I can't imagine current Disney and current Disney senior execs being willing to have a movie poke fun of them like Mattel obviously can. Can you imagine Bob Iger agreeing to have Will Ferrel play a bumbling and slightly evil yet still loveable version of himself? Can you imagine current Disney allowing someone to poke a bit of fun at them, to mock their core products and some of their big mistakes (Pregnant Midge = Rocket Rods, or Magic Earring Ken = KiteTails or Puberty Busty Skipper = DCA 1.0???)

Nope, wouldn't happen. Because current Disney is so gosh-darned serious and humorless about everything they do. But Mattel obviously isn't, and I have a newfound respect and admiration for Mattel for that. Disney would do well to learn a few things from Mattel and the huge success of this summer blockbuster.

Hey Disney, you're just a movie and theme park company selling plastic crap made in China, you aren't curing cancer. Lighten up a bit. :rolleyes:
What did you make of the film’s rather serious social commentary?
 

TP2000

Well-Known Member
What did you make of the film’s rather serious social commentary?

I didn't think it was all that serious. It would have been serious in 1964 when Barbie could only be a stewardess or a nurse, but by 1974 Barbie could be anything she wanted to be.

I did enjoy that the humorless and dour young girl Sasha, who wore all black early in the film and just spouted mindless DEI approved slogans about "patriarchy" finally came around and became kind and loving and supportive of her mother by the end of the film. That gave me hope that young people today will see that the sloganeering they've been taught is rather vapid and empty and mean-spirited.

Her mom also had that very well written speech about the trials and tribulations of being the perfect 21st century woman.

I also enjoyed that by the end the Barbies kind of gave the Kens a slight position of power, by maybe letting them be circuit court judges instead of actual supreme court judges. That whole insulting thing from the 2010's of "The Future Is Female" seems so sexist and dead-end to me, just as much as saying that only men should be in positions of power. Men and women both should be in positions of power if they have the merits and talents and put in all the hard work needed to get there, but not because they just happened to be born male or female.

Overall, I thought the social commentary was great. And said a lot and left people thinking. We don't want a world where the "Future is Female" any more than we want a world where the "Future is Male". We want a world that values everyone for whatever talents and strengths they have and can offer to others. I love that message.

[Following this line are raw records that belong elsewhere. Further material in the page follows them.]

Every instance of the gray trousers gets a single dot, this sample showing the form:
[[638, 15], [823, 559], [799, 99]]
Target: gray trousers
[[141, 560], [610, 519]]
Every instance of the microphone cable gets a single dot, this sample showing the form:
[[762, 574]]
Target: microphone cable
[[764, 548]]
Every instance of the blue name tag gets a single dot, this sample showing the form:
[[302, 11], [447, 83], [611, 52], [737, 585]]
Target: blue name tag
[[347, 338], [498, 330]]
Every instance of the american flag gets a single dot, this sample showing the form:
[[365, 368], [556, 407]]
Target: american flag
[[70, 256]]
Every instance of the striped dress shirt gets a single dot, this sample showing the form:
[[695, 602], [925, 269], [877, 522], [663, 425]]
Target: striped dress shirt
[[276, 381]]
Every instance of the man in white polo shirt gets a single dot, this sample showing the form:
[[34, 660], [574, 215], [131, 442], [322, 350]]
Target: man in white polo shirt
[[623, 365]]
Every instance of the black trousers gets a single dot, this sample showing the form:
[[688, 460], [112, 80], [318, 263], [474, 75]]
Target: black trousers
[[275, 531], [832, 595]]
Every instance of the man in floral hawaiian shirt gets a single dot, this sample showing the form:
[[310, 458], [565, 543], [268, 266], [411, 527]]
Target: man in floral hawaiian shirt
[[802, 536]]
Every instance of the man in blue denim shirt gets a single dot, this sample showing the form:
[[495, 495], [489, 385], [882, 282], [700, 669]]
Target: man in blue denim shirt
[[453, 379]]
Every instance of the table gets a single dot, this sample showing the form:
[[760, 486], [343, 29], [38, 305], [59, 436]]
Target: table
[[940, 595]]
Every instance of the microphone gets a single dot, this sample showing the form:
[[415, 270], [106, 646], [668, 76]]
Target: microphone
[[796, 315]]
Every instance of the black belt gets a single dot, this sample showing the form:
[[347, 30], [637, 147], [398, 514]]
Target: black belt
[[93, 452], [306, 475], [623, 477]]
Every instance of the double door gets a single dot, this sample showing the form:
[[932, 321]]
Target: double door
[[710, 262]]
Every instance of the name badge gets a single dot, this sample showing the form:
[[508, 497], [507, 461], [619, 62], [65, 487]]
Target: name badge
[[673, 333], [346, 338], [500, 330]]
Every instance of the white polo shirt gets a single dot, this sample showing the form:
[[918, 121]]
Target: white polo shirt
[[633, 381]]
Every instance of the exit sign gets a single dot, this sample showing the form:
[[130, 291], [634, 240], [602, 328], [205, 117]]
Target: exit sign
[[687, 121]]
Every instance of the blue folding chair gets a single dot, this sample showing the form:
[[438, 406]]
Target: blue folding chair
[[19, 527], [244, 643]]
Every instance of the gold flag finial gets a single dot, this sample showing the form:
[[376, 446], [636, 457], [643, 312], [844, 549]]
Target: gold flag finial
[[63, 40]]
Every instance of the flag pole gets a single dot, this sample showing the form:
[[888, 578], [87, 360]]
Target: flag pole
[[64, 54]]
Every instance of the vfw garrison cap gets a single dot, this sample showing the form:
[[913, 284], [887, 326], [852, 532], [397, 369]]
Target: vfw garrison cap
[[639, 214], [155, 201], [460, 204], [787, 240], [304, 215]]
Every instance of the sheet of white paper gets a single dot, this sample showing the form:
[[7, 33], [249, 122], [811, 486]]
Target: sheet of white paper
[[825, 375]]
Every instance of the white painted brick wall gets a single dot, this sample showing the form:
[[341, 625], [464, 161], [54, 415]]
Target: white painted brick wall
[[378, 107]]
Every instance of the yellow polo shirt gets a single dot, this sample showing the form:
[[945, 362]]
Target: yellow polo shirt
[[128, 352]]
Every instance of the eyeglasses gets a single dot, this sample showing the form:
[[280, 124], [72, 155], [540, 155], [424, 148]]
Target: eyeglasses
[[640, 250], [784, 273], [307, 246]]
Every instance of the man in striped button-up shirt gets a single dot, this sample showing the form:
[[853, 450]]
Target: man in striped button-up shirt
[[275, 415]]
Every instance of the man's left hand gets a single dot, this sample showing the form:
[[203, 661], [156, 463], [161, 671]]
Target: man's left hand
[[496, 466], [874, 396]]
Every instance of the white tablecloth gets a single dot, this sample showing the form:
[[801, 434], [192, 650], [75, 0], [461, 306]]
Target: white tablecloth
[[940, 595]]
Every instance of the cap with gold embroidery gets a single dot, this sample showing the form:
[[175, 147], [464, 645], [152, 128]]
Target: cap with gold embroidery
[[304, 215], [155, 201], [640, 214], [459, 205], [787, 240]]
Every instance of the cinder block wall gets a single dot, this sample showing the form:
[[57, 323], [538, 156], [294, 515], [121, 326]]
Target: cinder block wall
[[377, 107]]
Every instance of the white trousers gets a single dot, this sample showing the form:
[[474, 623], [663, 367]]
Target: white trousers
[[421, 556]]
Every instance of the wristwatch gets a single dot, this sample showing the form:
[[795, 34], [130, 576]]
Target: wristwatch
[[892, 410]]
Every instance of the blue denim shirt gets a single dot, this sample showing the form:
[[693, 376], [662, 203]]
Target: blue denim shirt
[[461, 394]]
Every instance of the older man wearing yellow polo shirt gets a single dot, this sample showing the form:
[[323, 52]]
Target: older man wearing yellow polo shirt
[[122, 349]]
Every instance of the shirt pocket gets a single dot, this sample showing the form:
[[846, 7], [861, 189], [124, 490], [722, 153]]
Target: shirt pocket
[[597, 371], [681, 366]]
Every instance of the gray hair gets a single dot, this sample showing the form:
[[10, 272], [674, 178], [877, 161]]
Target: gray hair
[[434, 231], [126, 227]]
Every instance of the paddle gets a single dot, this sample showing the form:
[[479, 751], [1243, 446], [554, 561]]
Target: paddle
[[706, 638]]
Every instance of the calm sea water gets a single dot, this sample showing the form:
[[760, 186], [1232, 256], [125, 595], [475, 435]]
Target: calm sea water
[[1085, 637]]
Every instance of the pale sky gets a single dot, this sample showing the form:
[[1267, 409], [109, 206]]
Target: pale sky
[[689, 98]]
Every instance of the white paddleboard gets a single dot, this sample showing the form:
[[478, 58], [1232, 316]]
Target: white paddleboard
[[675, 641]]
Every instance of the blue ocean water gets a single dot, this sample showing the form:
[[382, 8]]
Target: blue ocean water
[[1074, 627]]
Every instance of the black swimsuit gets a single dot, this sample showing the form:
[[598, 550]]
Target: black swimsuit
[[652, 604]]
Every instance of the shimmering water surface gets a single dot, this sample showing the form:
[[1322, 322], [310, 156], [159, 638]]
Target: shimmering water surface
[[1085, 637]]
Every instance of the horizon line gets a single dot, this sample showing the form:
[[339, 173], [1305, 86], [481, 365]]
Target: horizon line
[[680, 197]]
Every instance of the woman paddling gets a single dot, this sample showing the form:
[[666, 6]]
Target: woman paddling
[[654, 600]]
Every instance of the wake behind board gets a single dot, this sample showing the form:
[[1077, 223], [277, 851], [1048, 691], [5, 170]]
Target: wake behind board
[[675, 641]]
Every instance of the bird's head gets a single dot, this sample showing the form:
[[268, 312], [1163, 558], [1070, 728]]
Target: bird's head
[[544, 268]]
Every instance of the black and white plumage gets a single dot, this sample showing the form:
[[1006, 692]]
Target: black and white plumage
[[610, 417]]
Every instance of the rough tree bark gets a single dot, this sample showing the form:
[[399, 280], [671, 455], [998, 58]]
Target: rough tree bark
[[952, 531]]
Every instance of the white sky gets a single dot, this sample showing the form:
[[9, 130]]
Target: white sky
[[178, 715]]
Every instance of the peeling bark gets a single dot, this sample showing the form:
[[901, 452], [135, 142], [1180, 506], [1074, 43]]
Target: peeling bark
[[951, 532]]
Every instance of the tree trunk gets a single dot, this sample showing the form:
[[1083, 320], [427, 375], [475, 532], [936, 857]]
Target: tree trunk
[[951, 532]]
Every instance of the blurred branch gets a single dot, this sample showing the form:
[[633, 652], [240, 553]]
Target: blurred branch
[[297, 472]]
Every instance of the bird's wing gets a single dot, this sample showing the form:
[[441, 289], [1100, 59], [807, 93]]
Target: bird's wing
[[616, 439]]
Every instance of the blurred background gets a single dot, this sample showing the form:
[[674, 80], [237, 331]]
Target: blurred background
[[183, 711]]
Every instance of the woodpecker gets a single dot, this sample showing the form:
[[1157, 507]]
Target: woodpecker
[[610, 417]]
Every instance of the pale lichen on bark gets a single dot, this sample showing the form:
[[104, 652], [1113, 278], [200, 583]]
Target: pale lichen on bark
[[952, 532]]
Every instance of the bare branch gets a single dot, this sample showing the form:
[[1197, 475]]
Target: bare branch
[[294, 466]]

I also found it interesting that they stayed completely away from any gay themes. I assumed they'd put it in there, but because Barbie and Ken are entirely non-sexual and don't even know what to do when they spend the night together, they avoided it. That was refreshing, to be honest. I expected some heavy gay character to show up, but they never did. Although with Alan... 🤣
 

LittleBuford

Well-Known Member
One thing I think applies to this forum is how willingly and openly Mattel was to poking fun at itself. It was even more blatant in the movie than it was in the trailers. Like when the President said that bad word towards the end and they bleeped it out with the Mattel logo; I laughed out loud at that, as did the entire theater. 🤣

I can't imagine current Disney and current Disney senior execs being willing to have a movie poke fun of them like Mattel obviously can. Can you imagine Bob Iger agreeing to have Will Ferrel play a bumbling and slightly evil yet still loveable version of himself? Can you imagine current Disney allowing someone to poke a bit of fun at them, to mock their core products and some of their big mistakes (Pregnant Midge = Rocket Rods, or Magic Earring Ken = KiteTails or Puberty Busty Skipper = DCA 1.0???)

Nope, wouldn't happen. Because current Disney is so gosh-darned serious and humorless about everything they do.
Both Ralph Breaks the Internet (2018) and Chip 'n Dale: Rescue Rangers (2022) lampooned Disney quite a bit, even to the point of upsetting a few posters here who felt the films weren’t sufficiently reverential to the company’s history. Have you seen either of them?